Among people with liver cancer, HCV was by far the leading cause of transplants in 2014, but it declined dramatically over the study period. In contrast, NASH rose during these years, and by 2019, the two causes accounted for similar proportions of cases (36% and 35%, respectively). ALD was less common in the cohort without HCC.

Among women with liver cancer, NASH (45% in 2019) surpassed HCV (31%) starting in the second half of 2018. Among men with HCC, HCV (38%) remained more common than NASH (31%), but the difference narrowed over time.

White people with liver cancer had similar proportions of NASH and HCV, followed by ALD (36%, 39% and 13%, respectively, in 2019). Blacks had a higher proportion of HCV compared with the other two causes (23%, 56% and 3%, respectively). Latinos had the highest proportion of NASH, followed by similar proportions of HCV and ALD (44%, 23% and 24%, respectively). Only 1% of whites and Latinos had hepatitis B, but this rose to 10% for Blacks. HBV (48%) was by far the most common transplant cause for Asians with HCC, followed by NASH (20%) and HCV (25%).

People Without Liver Cancer

Among people without liver cancer, 40% of registrants had ALD and 34% had NASH in the first quarter of 2019. While the numbers of people with ALD, NASH and HCV were similar in 2014, the former two causes increased steadily thereafter, while HCV declined steeply, approaching the low rates of HBV and other causes by 2019.

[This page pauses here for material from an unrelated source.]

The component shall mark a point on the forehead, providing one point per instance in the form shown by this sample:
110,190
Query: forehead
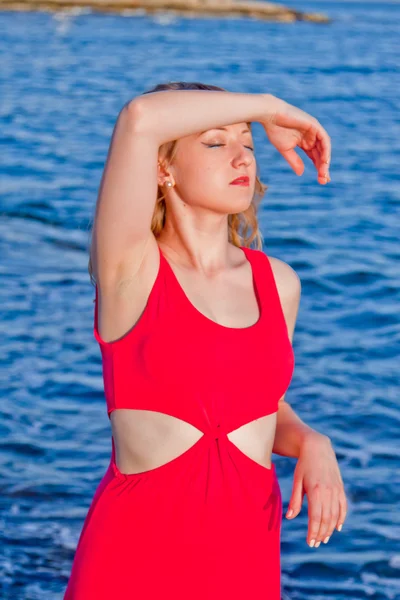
240,127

Among women without HCC, NASH (39%) surpassed ALD (29%) as a liver disease cause in 2019, but among men, ALD (48%) was more common than NASH (30%).

Among white people without HCC, 34% had NASH, 7% had HCV and 43% had ALD in 2019. Among Blacks, the corresponding proportions were 11%, 20% and 26%, and 10% had HBV; this was the only group with a high rate of autoimmune hepatitis (17%). Among Latinos, 40% had NASH, 9% had HCV and 35% had ALD. Among Asians, 33% had NASH, 6% had HCV and 22% had ALD; HBV was also a leading cause, at 27%.

“This study showed that NASH and ALD have become the most common etiologies of liver disease among liver transplant waiting list registrants without HCC, and NASH is becoming a leading indication in patients with HCC,” the researchers concluded.

“Increases in the prevalence of NASH and ALD among registrants on liver transplant waiting lists confirm the alarm previous studies have raised,” they added. “While NASH therapies may be on the horizon, these data continue to highlight the urgent need to better address the dangers of unhealthy alcohol use from a public health perspective.”